Заменщик прокашлялся и перестал улыбаться. Надеюсь, всю серьёзность своего положения он понял.
—
Эскадрилья, равняйсь! Смирно! Равнение на середину! — громко произнёс Пяткин и пошёл строевым шагом навстречу новому командиру эскадрильи.Пока произносилась официальная речь, я смотрел на строй моих уже бывших подчинённых.
Много было и печального, и смешного, и трагичного. Но сейчас радует одно: оградил меня Господь от участи отправлять подчинённых на Родину в цинковом гробу. Самое страшное, что может случиться с командиром. И я этого смог избежать.
— Теперь слово предоставляется майору Клюковкину, — передал мне право говорить новый комэска.
Я вышел на середину строя под громкие аплодисменты. Внимание моё также привлекло то, что не смогли усидеть в столовой официантки и остальные представители гражданского персонала нашего гарнизона. Я постарался попрощаться со всеми и никого не забыл. Но не могут просто так меня отпустить на Родину.
При взгляде на женщин невольно вспомнил, что после завтрака мне сегодня дали большой свёрток газеты, в которую были завёрнуты пирожки. На дорожку, так сказать!
— Есть такая мудрость — минуты тянутся, часы идут, а дни и месяцы бегут. Вот и моё время во главе эскадрильи пролетело незаметно. Мне приятно, что мы с вами все стоим здесь и смотрим друг другу в глаза с чистой совестью. Рад, что все мы живы и здоровы. Я горд, что был вашим командиром. Всем желаю здоровья, успехов и благополучия.
Громкие аплодисменты продолжались долго, и я даже не мог поймать момент, чтобы попрощаться.
— Равняйсь! Смирно! — поймал я момент и подал последнюю команду своим подчинённым. — До свидания, товарищи!
— До свидания, товарищ майор! — единым голосом попрощалась со мной эскадрилья.
Спустя три дня я уже стоял на вокзале в Торске.
Отдохнув вечером с дороги, утром я пошёл в часть. Первым делом зашёл к командиру полка, но того в кабинете не оказалось. Его секретарь сказал, что он у Медведева.
Войдя в штаб Центра, я сразу заметил, как всё изменилось. Появились новые подарки и грамоты на стендах. Доска почёта пополнилась новыми фотографиями. Даже меня отметили, как лучшего заместителя командира эскадрильи. Хотя я ещё ни дня в Торске не командовал.
Рядом ещё один стенд, где были отмечены те, кто погиб при исполнении воинского долга. И на одну фотографию здесь стало больше.
Я подошёл к ней и с грустью констатировал печальную для себя информацию.
— Старший лейтенант Казаков П. С., — прочитал я табличку под фотографией с датами жизни моего боевого товарища.

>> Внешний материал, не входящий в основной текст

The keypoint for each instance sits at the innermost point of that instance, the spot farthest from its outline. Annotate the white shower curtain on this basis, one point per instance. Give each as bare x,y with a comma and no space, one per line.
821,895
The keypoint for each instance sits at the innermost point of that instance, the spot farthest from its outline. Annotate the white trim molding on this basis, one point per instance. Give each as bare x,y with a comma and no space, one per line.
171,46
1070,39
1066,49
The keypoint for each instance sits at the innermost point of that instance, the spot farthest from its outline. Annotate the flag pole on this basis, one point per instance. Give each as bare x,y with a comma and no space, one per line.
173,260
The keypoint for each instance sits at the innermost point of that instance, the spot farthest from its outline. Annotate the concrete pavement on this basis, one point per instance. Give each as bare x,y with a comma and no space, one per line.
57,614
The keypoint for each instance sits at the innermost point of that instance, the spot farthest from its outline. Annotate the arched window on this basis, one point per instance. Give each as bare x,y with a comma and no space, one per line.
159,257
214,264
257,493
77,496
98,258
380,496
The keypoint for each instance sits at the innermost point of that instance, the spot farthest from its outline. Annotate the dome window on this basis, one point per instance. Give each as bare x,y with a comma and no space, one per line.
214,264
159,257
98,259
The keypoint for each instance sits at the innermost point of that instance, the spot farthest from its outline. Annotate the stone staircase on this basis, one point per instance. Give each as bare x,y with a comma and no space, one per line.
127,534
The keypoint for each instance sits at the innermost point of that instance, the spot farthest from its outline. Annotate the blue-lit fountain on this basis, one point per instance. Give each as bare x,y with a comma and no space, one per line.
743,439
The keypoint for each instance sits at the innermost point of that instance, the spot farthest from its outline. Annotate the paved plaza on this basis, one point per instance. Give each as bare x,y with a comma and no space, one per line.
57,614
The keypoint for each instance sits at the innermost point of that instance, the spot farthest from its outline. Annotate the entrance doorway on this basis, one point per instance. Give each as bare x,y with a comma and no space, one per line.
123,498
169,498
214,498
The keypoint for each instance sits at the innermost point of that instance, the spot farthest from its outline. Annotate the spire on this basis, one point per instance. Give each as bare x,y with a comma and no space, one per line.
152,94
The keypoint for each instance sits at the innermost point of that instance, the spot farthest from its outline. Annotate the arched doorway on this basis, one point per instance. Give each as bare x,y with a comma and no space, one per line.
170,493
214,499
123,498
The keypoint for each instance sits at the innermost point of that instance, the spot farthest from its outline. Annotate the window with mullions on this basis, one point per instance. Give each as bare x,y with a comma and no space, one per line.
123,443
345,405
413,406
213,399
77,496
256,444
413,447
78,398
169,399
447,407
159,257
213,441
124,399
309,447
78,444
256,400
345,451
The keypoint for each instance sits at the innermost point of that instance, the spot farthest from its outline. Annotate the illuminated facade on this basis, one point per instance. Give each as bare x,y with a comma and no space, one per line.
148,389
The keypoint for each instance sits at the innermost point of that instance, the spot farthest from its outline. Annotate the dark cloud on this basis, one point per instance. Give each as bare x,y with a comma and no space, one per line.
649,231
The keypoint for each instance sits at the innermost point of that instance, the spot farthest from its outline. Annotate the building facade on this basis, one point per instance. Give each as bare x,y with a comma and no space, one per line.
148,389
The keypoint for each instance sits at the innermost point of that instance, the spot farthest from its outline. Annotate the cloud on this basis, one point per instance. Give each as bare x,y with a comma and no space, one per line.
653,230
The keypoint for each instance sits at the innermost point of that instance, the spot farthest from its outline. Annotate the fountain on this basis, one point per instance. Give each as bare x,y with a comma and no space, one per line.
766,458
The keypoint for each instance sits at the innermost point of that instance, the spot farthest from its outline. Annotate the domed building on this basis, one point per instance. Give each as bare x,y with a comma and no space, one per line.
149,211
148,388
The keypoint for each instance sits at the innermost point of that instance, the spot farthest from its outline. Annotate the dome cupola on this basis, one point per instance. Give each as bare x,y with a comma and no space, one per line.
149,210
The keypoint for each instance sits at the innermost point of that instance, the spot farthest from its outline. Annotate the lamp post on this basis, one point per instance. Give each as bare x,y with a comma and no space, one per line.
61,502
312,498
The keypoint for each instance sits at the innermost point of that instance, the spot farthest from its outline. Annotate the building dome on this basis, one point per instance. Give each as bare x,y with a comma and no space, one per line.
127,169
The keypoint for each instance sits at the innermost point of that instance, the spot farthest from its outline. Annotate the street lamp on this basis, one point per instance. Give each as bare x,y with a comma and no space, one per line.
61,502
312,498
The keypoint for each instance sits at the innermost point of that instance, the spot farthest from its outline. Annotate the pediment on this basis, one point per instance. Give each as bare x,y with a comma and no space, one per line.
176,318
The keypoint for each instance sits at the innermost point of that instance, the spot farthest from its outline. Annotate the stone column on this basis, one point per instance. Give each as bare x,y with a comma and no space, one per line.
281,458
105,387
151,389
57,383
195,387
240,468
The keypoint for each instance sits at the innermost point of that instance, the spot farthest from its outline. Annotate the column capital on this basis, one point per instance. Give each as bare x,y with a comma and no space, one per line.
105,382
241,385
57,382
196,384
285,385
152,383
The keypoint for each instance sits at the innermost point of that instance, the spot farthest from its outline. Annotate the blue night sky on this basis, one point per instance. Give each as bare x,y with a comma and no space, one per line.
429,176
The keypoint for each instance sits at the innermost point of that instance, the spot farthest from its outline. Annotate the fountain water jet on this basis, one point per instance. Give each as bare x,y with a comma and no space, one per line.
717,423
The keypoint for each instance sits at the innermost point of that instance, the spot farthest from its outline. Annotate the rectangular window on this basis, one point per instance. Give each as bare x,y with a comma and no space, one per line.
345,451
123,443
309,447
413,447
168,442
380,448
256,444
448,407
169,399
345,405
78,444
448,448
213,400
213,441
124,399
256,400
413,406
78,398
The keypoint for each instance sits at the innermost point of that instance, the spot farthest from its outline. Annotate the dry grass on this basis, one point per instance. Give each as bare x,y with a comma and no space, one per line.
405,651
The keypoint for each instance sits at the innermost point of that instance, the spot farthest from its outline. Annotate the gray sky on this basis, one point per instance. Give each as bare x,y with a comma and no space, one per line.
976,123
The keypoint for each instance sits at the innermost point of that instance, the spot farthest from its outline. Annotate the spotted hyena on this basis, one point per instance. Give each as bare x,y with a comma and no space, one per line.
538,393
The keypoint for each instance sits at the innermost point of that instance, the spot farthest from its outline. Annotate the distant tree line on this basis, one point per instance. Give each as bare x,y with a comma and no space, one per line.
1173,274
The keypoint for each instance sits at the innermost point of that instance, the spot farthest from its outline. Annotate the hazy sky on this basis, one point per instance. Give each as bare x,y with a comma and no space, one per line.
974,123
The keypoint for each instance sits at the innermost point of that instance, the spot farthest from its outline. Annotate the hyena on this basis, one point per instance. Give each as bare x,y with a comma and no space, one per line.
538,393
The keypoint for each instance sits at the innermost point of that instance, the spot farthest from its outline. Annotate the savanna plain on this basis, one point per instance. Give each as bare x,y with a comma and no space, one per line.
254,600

Тот самый Петруха, которого я тащил на себе среди песков, скал и гор Афганистана.
— Сан Саныч! — позвал меня знакомый голос за спиной.
Это был командир моего полка Тяпкин Андрей Фридрихович. Я подошёл к нему и поприветствовал.
— Рад твоему возвращению. Мы наслышаны, что тебе удалось сломать все традиции и устои в Шахджое, — улыбнулся полковник, но мне было не особо радостно.
— Задачу выполнил, домой вернулся. А тут такое, — повернулся я к фотографии Петрухи.
Тяпкин выдохнул и рассказал, что произошло. У Казакова начались осложнения. Видимо, блуждающие осколки по телу своё дело сделали.